The plot is fine. The characters are fine, if a little one note. Ziele is, of course, a tough, emotionally closed Girl With a Past. She is a whiz with a staff, because of course. Her brother is the popular one that sacrifices an “easy” life to help her, etc.etc. None of it is bad at all, it’s just been done. I don’t think this would have bothered me nearly as much if I hadn’t been told from so many outlets how amazing and groundbreaking this book is. Essentially, I’m glad I read it, but I really don’t see myself picking up the second one at this point.
I do really love that the author based the series on her West African culture, that the world is pretty clearly based on the African continent and that most of the people that inhabit this realm (at least as much of it as we see in this volume) are POC. It is really great to see not just diversity, but to completely ignore European history/geography/mythos and let another perspective into the Fantasy realm. That is great, and I want to see more perspectives creating fantasy worlds and having those worlds get this kind of attention in the mainstream.
A Duke By Default (3 Stars)
by Alyssa Cole
I haven’t read a true Kissing Book since I was about 20, which is when I kind of got tired of the formula and the hard bound gender roles. Then I was listening to Pop Culture Happy Hour’s Book show and one of the guests mentioned that she loved Alyssa Cole and especially loved A Duke by Default. She went on to describe a book that sounded like a lot of fun, and I knew other people had liked Cole’s writing and it was available at the library, so, why not?
Well, I think I may have to work more Kissing Books back into my rotation, especially if I can find more like this one.

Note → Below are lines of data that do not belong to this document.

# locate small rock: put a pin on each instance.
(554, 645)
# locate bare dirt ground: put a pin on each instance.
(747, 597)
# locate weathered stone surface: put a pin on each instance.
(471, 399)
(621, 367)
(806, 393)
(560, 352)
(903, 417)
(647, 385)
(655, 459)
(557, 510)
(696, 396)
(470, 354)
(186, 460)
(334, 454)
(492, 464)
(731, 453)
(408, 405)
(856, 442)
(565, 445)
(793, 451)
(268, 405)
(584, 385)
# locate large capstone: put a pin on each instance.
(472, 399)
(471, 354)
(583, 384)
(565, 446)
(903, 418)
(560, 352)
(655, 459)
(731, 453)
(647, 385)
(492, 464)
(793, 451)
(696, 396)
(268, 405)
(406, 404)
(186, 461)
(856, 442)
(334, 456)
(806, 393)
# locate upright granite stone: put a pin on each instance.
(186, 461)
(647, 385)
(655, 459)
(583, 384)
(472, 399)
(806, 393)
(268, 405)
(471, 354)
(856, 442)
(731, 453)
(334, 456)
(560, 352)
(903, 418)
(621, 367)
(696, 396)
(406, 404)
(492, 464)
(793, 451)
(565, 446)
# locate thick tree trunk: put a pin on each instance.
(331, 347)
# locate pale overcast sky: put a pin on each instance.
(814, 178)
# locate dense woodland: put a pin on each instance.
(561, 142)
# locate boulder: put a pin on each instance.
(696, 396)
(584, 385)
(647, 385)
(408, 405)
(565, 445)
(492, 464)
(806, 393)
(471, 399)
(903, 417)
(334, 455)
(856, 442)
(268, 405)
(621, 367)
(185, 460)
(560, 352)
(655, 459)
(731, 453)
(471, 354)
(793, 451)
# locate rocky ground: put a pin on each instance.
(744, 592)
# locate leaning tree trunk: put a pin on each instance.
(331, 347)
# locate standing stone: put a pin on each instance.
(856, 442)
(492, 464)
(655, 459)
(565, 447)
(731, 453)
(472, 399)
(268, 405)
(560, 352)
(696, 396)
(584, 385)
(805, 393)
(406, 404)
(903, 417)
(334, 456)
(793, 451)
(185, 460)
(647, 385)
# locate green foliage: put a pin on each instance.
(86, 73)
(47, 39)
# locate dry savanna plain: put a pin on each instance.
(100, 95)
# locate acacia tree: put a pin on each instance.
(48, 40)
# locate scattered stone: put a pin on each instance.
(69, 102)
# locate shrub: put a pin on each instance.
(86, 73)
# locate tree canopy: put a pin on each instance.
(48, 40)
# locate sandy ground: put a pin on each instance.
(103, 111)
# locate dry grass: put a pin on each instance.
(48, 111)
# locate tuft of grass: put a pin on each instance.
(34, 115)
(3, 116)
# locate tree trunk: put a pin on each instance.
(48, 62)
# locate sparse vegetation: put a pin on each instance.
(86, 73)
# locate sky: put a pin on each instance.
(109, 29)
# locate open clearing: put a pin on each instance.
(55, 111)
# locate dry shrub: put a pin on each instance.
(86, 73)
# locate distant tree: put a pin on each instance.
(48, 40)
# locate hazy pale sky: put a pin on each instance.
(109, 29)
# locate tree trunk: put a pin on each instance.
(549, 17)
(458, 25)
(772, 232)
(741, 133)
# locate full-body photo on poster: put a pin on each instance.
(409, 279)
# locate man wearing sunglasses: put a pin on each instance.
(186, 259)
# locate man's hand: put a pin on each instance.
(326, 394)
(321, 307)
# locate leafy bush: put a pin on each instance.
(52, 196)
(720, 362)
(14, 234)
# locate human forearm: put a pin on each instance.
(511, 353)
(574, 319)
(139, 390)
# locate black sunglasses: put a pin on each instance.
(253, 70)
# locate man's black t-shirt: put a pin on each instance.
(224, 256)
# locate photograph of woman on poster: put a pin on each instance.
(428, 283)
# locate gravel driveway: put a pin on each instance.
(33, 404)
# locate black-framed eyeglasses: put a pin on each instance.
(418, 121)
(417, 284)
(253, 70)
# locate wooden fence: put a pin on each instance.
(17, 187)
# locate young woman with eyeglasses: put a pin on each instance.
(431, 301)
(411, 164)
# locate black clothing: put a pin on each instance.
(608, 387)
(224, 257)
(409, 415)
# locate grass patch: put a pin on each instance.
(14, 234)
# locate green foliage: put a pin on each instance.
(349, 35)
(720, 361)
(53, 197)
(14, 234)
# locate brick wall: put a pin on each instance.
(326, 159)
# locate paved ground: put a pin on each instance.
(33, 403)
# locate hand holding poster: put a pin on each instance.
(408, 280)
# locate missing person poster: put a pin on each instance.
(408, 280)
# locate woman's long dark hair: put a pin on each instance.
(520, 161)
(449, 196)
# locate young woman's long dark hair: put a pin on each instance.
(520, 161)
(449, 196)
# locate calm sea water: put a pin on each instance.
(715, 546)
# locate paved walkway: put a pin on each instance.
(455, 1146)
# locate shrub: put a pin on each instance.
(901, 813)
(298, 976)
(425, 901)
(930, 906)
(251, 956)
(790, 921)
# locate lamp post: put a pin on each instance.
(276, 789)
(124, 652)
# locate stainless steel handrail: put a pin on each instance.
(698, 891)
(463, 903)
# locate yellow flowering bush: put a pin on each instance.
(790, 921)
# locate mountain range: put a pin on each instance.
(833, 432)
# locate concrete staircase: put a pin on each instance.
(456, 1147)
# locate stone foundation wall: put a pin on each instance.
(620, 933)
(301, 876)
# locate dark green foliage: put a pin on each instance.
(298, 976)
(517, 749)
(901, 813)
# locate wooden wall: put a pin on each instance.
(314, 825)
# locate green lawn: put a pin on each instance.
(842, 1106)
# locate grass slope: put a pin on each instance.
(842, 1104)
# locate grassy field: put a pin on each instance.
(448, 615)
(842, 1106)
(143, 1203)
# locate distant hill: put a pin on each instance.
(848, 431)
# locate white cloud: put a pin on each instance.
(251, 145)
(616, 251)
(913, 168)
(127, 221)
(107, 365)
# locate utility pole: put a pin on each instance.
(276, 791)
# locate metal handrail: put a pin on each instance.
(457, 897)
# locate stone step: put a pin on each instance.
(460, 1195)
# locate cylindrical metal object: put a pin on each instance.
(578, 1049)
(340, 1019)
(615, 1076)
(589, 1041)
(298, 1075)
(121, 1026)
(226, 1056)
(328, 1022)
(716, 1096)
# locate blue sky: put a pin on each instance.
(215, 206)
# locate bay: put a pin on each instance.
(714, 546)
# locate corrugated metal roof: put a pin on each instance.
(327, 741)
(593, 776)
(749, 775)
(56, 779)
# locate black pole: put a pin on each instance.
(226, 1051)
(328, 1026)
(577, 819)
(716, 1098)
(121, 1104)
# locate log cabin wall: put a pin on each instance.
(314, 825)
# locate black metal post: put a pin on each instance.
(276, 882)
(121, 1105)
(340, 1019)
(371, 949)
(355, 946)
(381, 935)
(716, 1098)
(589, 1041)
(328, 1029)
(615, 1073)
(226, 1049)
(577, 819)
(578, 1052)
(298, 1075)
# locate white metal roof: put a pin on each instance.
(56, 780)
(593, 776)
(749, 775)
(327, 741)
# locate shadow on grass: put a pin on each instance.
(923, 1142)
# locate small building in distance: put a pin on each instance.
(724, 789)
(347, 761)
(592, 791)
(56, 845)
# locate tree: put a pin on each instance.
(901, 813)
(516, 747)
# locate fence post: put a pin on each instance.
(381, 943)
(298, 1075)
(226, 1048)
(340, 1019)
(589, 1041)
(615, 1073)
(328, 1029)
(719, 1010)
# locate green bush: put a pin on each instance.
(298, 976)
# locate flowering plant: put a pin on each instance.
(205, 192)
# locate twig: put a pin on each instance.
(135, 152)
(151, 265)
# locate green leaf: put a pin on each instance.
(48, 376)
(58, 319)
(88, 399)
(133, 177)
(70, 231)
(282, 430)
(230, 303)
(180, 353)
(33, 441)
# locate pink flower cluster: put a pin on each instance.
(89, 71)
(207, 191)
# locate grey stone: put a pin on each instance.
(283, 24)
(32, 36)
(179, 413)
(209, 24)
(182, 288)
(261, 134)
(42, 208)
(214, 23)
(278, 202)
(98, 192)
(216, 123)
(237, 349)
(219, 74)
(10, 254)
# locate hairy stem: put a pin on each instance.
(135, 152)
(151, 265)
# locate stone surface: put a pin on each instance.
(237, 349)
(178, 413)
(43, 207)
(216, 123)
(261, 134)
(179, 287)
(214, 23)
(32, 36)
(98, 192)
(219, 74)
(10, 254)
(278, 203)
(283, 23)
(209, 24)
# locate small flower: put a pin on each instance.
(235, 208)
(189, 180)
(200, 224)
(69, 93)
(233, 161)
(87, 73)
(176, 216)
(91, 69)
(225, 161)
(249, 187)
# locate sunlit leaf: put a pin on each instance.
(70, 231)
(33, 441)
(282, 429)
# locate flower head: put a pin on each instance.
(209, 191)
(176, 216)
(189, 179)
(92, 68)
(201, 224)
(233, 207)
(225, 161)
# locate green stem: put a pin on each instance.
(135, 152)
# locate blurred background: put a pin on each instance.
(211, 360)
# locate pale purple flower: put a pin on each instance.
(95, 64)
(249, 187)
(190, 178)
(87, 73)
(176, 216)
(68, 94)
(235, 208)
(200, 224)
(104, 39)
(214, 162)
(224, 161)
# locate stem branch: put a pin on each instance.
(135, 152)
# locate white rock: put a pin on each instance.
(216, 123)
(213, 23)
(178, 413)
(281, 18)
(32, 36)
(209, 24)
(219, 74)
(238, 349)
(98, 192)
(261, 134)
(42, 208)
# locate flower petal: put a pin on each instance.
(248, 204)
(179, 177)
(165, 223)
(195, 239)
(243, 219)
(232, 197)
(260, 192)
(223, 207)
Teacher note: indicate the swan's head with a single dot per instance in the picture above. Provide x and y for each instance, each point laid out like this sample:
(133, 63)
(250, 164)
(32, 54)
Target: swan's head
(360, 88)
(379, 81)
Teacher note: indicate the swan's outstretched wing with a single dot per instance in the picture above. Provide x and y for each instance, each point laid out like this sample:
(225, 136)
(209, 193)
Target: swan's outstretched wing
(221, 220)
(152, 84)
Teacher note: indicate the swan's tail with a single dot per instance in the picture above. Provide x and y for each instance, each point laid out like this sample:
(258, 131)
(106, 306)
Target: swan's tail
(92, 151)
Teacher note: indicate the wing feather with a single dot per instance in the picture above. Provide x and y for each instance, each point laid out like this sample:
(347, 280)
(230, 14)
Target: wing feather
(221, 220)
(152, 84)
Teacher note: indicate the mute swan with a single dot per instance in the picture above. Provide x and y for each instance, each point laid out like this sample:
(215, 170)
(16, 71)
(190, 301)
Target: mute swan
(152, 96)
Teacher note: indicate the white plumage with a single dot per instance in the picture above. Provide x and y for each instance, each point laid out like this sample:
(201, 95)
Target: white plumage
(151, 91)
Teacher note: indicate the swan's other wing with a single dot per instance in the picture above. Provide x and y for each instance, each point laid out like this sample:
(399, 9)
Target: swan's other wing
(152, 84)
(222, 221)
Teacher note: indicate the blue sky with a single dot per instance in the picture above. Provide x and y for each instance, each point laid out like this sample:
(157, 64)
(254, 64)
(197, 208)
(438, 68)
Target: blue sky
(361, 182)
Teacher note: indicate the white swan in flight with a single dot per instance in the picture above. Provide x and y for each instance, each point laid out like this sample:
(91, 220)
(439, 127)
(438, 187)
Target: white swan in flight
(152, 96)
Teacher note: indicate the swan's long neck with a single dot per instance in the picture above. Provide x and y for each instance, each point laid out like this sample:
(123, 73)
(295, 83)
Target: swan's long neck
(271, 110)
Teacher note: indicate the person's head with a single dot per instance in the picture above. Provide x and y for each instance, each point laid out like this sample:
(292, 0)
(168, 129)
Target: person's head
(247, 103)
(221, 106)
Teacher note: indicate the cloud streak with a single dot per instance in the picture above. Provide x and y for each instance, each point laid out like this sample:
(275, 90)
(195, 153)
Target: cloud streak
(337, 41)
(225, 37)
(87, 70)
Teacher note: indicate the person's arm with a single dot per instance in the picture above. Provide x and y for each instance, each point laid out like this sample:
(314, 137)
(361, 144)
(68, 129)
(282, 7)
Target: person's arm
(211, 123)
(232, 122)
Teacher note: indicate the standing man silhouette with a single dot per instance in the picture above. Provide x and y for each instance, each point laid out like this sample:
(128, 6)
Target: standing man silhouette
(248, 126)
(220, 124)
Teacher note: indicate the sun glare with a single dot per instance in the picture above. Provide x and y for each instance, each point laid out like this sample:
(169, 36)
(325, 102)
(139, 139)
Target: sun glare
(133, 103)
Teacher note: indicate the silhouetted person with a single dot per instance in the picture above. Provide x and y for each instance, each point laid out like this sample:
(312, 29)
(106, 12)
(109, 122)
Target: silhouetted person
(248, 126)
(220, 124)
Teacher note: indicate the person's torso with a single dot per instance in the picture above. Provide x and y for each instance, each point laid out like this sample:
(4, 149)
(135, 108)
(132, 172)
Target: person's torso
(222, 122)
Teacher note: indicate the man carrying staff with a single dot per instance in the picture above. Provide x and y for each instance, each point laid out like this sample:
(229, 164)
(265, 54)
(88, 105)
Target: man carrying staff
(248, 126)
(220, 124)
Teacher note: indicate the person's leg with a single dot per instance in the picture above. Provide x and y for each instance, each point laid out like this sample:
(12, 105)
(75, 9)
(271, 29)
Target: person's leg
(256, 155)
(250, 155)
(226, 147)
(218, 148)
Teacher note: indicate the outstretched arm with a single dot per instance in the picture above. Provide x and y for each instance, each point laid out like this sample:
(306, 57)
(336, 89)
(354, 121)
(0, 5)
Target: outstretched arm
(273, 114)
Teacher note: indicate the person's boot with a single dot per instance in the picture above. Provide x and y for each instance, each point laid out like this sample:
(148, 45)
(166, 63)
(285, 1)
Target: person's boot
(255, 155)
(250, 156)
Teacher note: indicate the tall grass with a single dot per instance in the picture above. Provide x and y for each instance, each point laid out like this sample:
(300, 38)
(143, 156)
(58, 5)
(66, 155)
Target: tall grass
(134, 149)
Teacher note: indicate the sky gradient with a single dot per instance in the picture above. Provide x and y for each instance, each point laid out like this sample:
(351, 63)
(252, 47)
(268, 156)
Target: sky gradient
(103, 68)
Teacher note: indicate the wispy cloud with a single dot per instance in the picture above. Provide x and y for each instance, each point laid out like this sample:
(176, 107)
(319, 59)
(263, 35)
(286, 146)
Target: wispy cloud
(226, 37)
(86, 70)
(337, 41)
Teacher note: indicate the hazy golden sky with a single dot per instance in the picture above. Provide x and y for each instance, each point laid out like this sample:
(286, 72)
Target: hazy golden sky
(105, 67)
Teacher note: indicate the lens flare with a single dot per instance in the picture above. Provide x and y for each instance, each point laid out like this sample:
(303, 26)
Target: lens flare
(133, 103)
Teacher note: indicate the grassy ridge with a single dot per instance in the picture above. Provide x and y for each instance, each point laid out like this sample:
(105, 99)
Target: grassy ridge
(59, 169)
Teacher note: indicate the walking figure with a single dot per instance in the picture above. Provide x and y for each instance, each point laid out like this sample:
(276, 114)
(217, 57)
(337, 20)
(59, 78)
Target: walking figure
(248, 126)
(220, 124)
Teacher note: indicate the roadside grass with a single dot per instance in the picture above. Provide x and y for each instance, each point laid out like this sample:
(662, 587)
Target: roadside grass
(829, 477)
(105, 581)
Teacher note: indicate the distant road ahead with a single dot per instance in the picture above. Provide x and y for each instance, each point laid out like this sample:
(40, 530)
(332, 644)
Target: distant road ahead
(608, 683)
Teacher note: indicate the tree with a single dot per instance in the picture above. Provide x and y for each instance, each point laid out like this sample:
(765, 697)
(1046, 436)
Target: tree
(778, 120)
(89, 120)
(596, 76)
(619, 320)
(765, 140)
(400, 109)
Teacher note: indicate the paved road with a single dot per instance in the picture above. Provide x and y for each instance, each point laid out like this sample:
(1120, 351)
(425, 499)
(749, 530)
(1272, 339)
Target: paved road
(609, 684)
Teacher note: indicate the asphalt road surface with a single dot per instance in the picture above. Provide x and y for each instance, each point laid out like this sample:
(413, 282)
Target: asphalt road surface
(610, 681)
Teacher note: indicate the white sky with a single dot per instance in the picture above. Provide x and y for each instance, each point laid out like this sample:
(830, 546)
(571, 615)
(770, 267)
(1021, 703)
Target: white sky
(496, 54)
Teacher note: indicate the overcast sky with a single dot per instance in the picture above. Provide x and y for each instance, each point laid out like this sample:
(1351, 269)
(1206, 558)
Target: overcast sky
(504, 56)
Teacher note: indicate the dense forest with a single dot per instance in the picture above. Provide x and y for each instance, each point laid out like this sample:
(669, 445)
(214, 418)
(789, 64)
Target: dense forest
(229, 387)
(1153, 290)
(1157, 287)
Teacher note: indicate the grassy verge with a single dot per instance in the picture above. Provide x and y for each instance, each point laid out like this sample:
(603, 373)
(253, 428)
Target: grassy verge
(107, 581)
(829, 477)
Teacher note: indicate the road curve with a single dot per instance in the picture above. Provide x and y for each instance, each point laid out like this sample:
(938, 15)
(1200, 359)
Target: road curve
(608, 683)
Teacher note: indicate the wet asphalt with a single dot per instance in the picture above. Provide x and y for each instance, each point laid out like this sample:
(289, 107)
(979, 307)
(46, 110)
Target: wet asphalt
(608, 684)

The lead, Portia, is so relatable. She feels the the screw up basket case of her very wealthy, super successful family and she really just has such normal-person flaws, even though really, she’s doing just fine and if she would cut herself a break she may be able to see it, which was refreshing. Tavish, her paramour, is a bit older and he’s a rough around the edges, gruff, swordmaker who loves teaching kids swordsmanship and who, we come to learn, is also a Duke, like the British royalty kind.
It does have some of the typical “if you two would just TALK about FEELINGS you would both avoid a whole hell of a lot of heartache!” That you get in Romance novels, but at least this one has characters drawn well enough that while you are frustrated you still get it. Plus there are also side characters in the book saying “Just talk! You are both obviously crazy about each other, edgit!” which does help the frustration, since it’s so clearly acknowledged. It’s also good and steamy when things get good, which, lets face it, is why we read these books. I really liked the diversity in the books, as well. I like it just in general, but given the book is set in Scotland, so many authors seem to forget that people from all over the world have been moving in and out of there for a whole hell of a long time, and there are major cities including Edinburg, where this book is set, so it isn’t just a bunch of pasty white folks running around and this book shows it.
I don’t have much else to say on this one. You want a fun, sexy little escape? Read this one, it’s good.